Habertürk
    Takipde Kalın!
      Günlük gelişmeleri takip edebilmek için habertürk uygulamasını indirin
        Haberler Gündem Medya Ben sana ne dedim Hasan Pulur?

        ‘Duayen’miş…

        Hadi canım!

        Yazının, haberin duayeni olmadığı kesin…

        Siz hiç Türk basınında “ben kendime model olarak Hasan Pulur’u alıyorum,” diyen bir gazeteci duydunuz mu?

        “Ben de Hasan Pulur gibi fıkra (yok, köşe yazısı anlamında değil, bildiğiniz Temel’li fıkra) ve mani yazacağım, gazetelerin değerli santimetrekarelerini bunlarla dolduracağım,” diyen birini gördünüz mü?

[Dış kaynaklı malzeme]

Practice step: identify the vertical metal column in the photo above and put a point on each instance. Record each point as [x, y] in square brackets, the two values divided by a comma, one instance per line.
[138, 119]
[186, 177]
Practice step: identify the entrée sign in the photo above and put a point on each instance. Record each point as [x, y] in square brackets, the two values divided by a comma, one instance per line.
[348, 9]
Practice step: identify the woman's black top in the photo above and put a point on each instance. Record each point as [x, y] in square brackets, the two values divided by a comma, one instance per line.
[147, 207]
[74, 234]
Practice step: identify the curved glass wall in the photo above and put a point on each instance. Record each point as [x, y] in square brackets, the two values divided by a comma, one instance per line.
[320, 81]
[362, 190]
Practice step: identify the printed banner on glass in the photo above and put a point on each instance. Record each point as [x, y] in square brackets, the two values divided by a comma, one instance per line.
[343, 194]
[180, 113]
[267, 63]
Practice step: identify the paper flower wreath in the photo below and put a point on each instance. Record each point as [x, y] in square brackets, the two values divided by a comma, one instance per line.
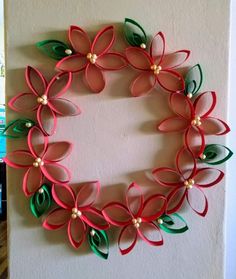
[46, 181]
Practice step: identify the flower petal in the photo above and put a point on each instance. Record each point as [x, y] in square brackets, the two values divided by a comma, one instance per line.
[134, 199]
[59, 84]
[185, 161]
[116, 214]
[173, 124]
[35, 80]
[175, 59]
[197, 201]
[214, 126]
[205, 103]
[175, 199]
[154, 207]
[195, 140]
[76, 232]
[94, 78]
[138, 58]
[103, 41]
[128, 233]
[150, 233]
[170, 80]
[157, 48]
[73, 63]
[19, 159]
[47, 119]
[88, 194]
[23, 102]
[111, 61]
[167, 177]
[64, 107]
[32, 181]
[37, 142]
[181, 105]
[143, 84]
[56, 173]
[57, 151]
[79, 40]
[63, 195]
[207, 177]
[94, 218]
[56, 219]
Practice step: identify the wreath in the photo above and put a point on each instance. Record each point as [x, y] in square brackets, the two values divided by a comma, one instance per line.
[45, 182]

        Sonra… “Ben de Hasan Pulur gibi, girdiğim polemiklerde ‘en son fazlalığımı 10 yaşımda kestirdim’ gibi derin, düzeyli, zeki ve komik espiriler yaparım,” diyene rastladınız mı?

        ‘Duayen’miş…

        Ona ‘duayen’ değil, tekavüte direnen kıdemli memur denir.

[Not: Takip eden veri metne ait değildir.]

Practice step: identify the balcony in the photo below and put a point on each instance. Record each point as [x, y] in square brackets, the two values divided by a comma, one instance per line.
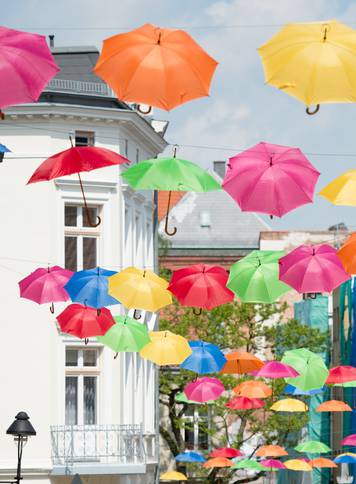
[101, 449]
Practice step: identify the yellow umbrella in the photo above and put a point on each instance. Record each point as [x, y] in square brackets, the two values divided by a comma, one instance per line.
[297, 465]
[166, 348]
[313, 62]
[342, 190]
[140, 289]
[289, 405]
[173, 476]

        Ey Hasan Pulur, ben sana demedim mi yanlış yoldasın diye?

        Gelme böyle dolduruşlara demedim mi?

        Kadın gazetecilere olan tepkini ‘bel altına’ vurarak verme demedim mi?

        Günaydın gibi bir magazin ekinde köşe verilmiş bir genç kıza, sanki Milliyet’te tepene başyazar yapılmış gibi bir öfkeyle saldırma demedim mi?

        Dedim.

        Ama sen anlamadın.

        Sen zaten fıkralar ve maniler içinde kaybolduğun için, o kızcağızın Aktüel’e, şimdi bir başka gazetenin Yayın Yönetmeni olan yöneticisi tarafından niçin ısrarla ikna edilip kapak yapıldığını da anlamadın.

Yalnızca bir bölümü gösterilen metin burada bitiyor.